Async vs Sync Guide¶
Understanding when to use async and sync APIs.
Overview¶
langchain-cockroachdb provides both async and sync interfaces: - Async (recommended): High-performance, I/O concurrency - Sync: Simple wrapper for scripts and batch jobs
Quick Comparison¶
| Feature | Async | Sync |
|---|---|---|
| Throughput | High (100-1000+ req/s) | Low (10-50 req/s) |
| I/O Handling | Non-blocking | Blocking |
| Concurrency | Native | Limited |
| Code Style | async/await |
Regular Python |
| Best For | Web apps, APIs, high load | Scripts, batch jobs, simple tools |
Async API¶
When to Use¶
✅ Web Applications
# FastAPI, Django Async, etc.
from fastapi import FastAPI
from langchain_cockroachdb import AsyncCockroachDBVectorStore
app = FastAPI()
@app.get("/search")
async def search(query: str):
results = await vectorstore.asimilarity_search(query, k=5)
return results
✅ High Concurrent Load
# Handle 100s of requests simultaneously
async def handle_many_requests(queries: list[str]):
tasks = [
vectorstore.asimilarity_search(q, k=5)
for q in queries
]
results = await asyncio.gather(*tasks)
return results
✅ Modern LLM APIs
# OpenAI, Anthropic APIs are async
async def rag_pipeline(query: str):
# Vector search (async)
docs = await vectorstore.asimilarity_search(query, k=5)
# LLM call (async)
response = await llm.ainvoke(docs)
return response
✅ Streaming Applications
Basic Usage¶
import asyncio
from langchain_cockroachdb import AsyncCockroachDBVectorStore, CockroachDBEngine
async def main():
# Initialize
engine = CockroachDBEngine.from_connection_string(
"cockroachdb://..."
)
await engine.ainit_vectorstore_table(
table_name="docs",
vector_dimension=1536,
)
vectorstore = AsyncCockroachDBVectorStore(
engine=engine,
embeddings=embeddings,
collection_name="docs",
)
# Add documents
ids = await vectorstore.aadd_texts([
"Document 1",
"Document 2",
])
# Search
results = await vectorstore.asimilarity_search(
"query",
k=5
)
# Cleanup
await engine.aclose()
# Run
asyncio.run(main())
Async Methods¶
All methods prefixed with a:
- aadd_texts() - Add documents
- aadd_documents() - Add document objects
- asimilarity_search() - Search
- asimilarity_search_with_score() - Search with scores
- adelete() - Delete documents
- aapply_vector_index() - Create index
- adrop_vector_index() - Drop index
Sync API¶
When to Use¶
✅ Simple Scripts
# One-off data processing
from langchain_cockroachdb import CockroachDBVectorStore
vectorstore = CockroachDBVectorStore(
engine=engine,
embeddings=embeddings,
collection_name="docs",
)
# No async/await needed
ids = vectorstore.add_texts(["Doc 1", "Doc 2"])

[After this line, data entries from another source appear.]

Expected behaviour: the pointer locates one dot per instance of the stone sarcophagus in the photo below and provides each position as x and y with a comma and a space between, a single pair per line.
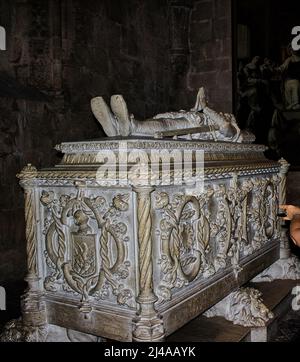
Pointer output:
136, 260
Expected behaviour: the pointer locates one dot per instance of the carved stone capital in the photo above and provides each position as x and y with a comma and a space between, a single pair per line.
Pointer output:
27, 176
285, 166
243, 307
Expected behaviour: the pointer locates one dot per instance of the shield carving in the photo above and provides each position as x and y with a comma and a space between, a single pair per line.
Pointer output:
83, 250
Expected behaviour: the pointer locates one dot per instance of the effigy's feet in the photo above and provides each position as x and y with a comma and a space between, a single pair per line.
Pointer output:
119, 107
200, 102
104, 116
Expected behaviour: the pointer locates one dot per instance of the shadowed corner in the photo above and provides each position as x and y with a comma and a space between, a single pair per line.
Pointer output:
2, 38
2, 299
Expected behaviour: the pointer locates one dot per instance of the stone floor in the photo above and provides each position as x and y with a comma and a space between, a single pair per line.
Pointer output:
288, 330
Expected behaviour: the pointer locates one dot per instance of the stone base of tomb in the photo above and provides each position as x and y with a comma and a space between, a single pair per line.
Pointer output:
136, 261
277, 297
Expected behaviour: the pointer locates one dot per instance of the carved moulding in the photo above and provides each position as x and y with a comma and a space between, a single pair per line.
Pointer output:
283, 269
80, 231
17, 331
243, 307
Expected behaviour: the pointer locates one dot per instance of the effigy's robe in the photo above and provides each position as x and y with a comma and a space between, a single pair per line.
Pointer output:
136, 258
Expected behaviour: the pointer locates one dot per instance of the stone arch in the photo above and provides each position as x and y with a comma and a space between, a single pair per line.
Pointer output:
2, 299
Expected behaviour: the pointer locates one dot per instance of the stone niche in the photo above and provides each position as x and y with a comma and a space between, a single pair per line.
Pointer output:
136, 262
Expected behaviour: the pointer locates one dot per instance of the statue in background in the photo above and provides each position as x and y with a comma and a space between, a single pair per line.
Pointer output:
291, 76
200, 123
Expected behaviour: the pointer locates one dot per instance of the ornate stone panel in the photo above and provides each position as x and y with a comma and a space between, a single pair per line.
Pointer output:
87, 248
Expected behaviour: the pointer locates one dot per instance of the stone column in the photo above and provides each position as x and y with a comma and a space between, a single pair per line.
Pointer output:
179, 15
33, 307
148, 327
285, 251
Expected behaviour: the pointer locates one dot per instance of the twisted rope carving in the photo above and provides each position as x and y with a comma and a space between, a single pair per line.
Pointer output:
61, 241
30, 232
105, 256
145, 243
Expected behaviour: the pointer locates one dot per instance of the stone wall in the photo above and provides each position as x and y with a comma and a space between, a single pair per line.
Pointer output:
61, 53
211, 51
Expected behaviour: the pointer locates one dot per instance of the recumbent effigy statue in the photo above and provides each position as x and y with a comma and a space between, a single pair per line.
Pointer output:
137, 262
200, 123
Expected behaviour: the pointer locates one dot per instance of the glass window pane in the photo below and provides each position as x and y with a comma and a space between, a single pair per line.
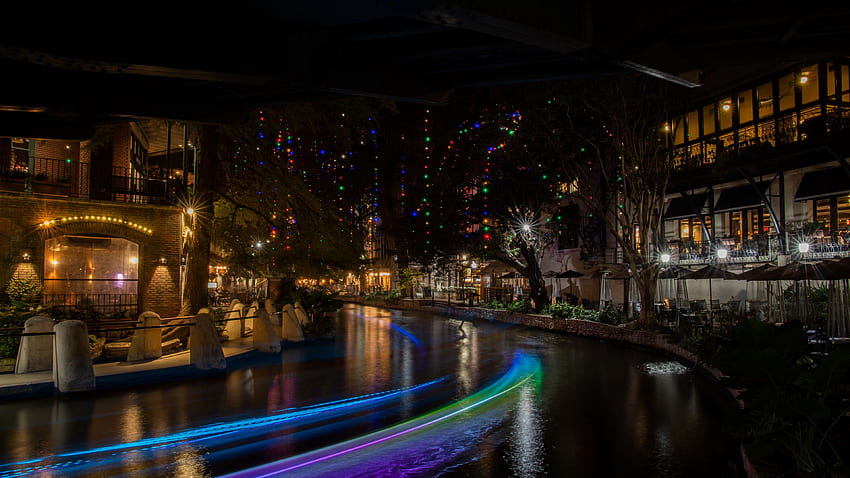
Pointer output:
809, 83
79, 267
845, 83
822, 213
830, 80
735, 224
786, 92
708, 119
765, 98
725, 113
685, 228
844, 214
679, 130
696, 230
693, 125
745, 107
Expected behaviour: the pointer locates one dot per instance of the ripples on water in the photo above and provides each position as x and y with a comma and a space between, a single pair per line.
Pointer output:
664, 368
597, 410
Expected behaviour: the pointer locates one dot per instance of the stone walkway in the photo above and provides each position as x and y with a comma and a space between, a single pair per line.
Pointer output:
117, 374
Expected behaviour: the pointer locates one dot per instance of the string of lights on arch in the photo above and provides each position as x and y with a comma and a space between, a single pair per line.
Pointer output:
100, 219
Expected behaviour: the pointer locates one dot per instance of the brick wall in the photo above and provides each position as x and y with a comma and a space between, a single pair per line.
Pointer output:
21, 216
121, 146
54, 149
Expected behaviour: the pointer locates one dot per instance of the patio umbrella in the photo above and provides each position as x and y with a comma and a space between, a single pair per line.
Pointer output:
838, 308
763, 273
677, 288
568, 274
555, 293
711, 272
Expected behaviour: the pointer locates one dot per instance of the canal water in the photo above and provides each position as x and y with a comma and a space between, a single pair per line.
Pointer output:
394, 394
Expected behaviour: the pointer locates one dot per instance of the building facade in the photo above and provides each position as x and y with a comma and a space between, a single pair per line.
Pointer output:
95, 225
762, 168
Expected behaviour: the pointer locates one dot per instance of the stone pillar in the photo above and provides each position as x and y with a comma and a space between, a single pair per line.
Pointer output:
35, 353
72, 366
147, 343
235, 328
204, 343
272, 311
301, 314
291, 329
266, 339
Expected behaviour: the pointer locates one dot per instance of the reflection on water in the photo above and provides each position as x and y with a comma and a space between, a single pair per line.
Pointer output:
527, 446
598, 410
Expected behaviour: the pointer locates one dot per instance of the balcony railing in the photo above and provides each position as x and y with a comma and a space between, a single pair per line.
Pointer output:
759, 249
54, 177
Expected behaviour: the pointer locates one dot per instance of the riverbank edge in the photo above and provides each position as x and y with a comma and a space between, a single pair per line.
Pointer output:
632, 337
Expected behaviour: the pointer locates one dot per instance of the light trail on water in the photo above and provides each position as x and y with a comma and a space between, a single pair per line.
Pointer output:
220, 433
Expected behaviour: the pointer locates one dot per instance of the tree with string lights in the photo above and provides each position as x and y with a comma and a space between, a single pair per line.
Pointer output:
608, 136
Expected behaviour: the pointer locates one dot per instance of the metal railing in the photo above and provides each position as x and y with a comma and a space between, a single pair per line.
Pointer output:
106, 304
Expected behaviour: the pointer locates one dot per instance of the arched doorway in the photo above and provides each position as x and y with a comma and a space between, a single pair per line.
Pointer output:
91, 272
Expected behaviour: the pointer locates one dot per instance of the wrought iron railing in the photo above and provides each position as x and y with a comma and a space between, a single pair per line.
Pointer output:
106, 304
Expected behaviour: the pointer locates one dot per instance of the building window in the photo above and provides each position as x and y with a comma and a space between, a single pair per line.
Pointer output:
786, 92
726, 111
92, 272
708, 119
567, 224
765, 99
678, 130
809, 84
745, 107
834, 215
749, 223
690, 229
831, 80
693, 125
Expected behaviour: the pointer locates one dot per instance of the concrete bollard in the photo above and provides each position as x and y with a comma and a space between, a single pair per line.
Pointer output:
266, 339
272, 311
204, 344
235, 328
35, 353
72, 366
147, 343
291, 329
301, 314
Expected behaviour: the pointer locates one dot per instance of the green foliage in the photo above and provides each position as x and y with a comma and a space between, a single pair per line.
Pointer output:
24, 289
321, 326
392, 294
565, 310
494, 304
12, 318
519, 307
795, 407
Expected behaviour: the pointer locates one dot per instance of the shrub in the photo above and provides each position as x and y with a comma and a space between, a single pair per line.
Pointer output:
494, 304
12, 320
24, 289
796, 413
519, 307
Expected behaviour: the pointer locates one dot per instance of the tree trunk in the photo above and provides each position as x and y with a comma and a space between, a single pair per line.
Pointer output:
647, 285
195, 294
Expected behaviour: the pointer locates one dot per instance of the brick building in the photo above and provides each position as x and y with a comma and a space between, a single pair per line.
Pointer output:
95, 224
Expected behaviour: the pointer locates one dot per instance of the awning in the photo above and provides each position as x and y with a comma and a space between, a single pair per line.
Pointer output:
681, 207
740, 197
822, 184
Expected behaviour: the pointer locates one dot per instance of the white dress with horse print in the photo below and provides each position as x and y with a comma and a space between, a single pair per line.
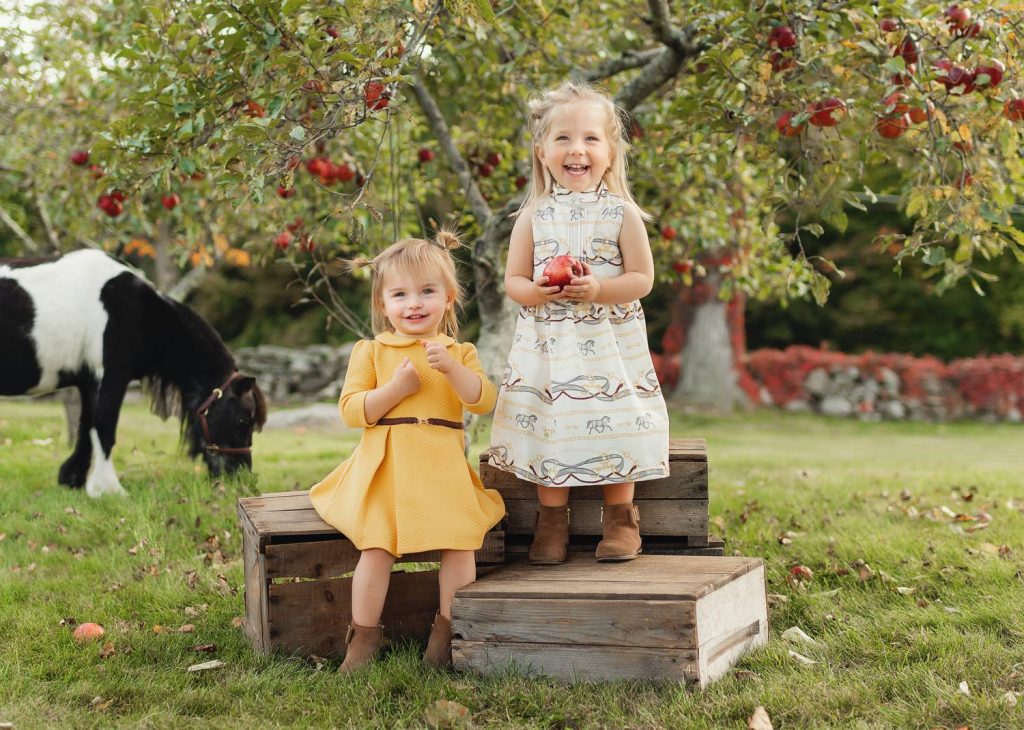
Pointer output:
580, 402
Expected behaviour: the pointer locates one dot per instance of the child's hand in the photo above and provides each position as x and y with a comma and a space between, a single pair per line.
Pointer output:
544, 292
406, 379
583, 289
437, 356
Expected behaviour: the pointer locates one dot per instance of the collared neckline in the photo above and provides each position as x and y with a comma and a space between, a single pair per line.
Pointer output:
564, 195
395, 340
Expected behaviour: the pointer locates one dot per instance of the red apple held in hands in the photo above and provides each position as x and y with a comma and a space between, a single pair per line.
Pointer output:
284, 240
827, 113
87, 632
562, 269
989, 76
892, 127
908, 49
376, 95
782, 38
957, 16
1014, 110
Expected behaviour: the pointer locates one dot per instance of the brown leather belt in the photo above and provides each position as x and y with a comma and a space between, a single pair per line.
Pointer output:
419, 422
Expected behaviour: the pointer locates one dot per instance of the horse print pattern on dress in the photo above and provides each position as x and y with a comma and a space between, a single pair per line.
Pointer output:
580, 402
87, 321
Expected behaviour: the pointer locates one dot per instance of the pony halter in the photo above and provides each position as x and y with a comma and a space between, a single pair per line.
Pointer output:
202, 411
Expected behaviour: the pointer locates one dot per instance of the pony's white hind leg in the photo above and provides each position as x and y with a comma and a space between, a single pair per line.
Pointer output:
102, 478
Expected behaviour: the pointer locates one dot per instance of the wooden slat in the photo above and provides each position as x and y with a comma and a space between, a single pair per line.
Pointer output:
569, 662
588, 621
330, 558
657, 517
255, 581
311, 617
688, 480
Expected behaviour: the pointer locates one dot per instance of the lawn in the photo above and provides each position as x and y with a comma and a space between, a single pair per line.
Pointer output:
912, 532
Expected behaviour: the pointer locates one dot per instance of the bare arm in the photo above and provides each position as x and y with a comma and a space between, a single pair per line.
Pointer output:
519, 284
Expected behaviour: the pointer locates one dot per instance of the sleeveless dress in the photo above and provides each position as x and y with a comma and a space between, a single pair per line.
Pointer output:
580, 402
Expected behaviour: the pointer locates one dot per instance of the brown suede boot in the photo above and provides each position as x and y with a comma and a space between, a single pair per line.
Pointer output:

results = vectorstore.similarity_search("query", k=5)
✅ Batch Jobs
# Sequential processing
for batch in large_dataset:
ids = vectorstore.add_texts(batch)
print(f"Processed {len(ids)} documents")
✅ Interactive Development
# Jupyter notebooks, REPL
vectorstore.add_texts(["Test doc"])
results = vectorstore.similarity_search("test", k=1)
print(results)
✅ Legacy Code
# Integrating with existing sync codebase
def process_documents(docs: list[str]):
# No need to refactor to async
return vectorstore.add_texts(docs)
Basic Usage¶
from langchain_cockroachdb import CockroachDBVectorStore, CockroachDBEngine
# Initialize (sync wrapper handles async internally)
engine = CockroachDBEngine.from_connection_string(
"cockroachdb://..."
)
# Sync API - no async/await
engine.init_vectorstore_table(
table_name="docs",
vector_dimension=1536,
)
vectorstore = CockroachDBVectorStore(
engine=engine,
embeddings=embeddings,
collection_name="docs",
)
# Add documents (sync)
ids = vectorstore.add_texts([
"Document 1",
"Document 2",
])
# Search (sync)
results = vectorstore.similarity_search("query", k=5)
# Cleanup
engine.close()
Sync Methods¶
Same names without a prefix:
- add_texts() - Add documents
- add_documents() - Add document objects
- similarity_search() - Search
- similarity_search_with_score() - Search with scores
- delete() - Delete documents
- apply_vector_index() - Create index
- drop_vector_index() - Drop index
Performance Comparison¶
Throughput Test¶
Async:
async def async_benchmark():
# 100 concurrent searches
queries = ["query"] * 100
start = time.time()
tasks = [
vectorstore.asimilarity_search(q, k=5)
for q in queries
]
await asyncio.gather(*tasks)
elapsed = time.time() - start
print(f"Async: {100/elapsed:.0f} queries/sec")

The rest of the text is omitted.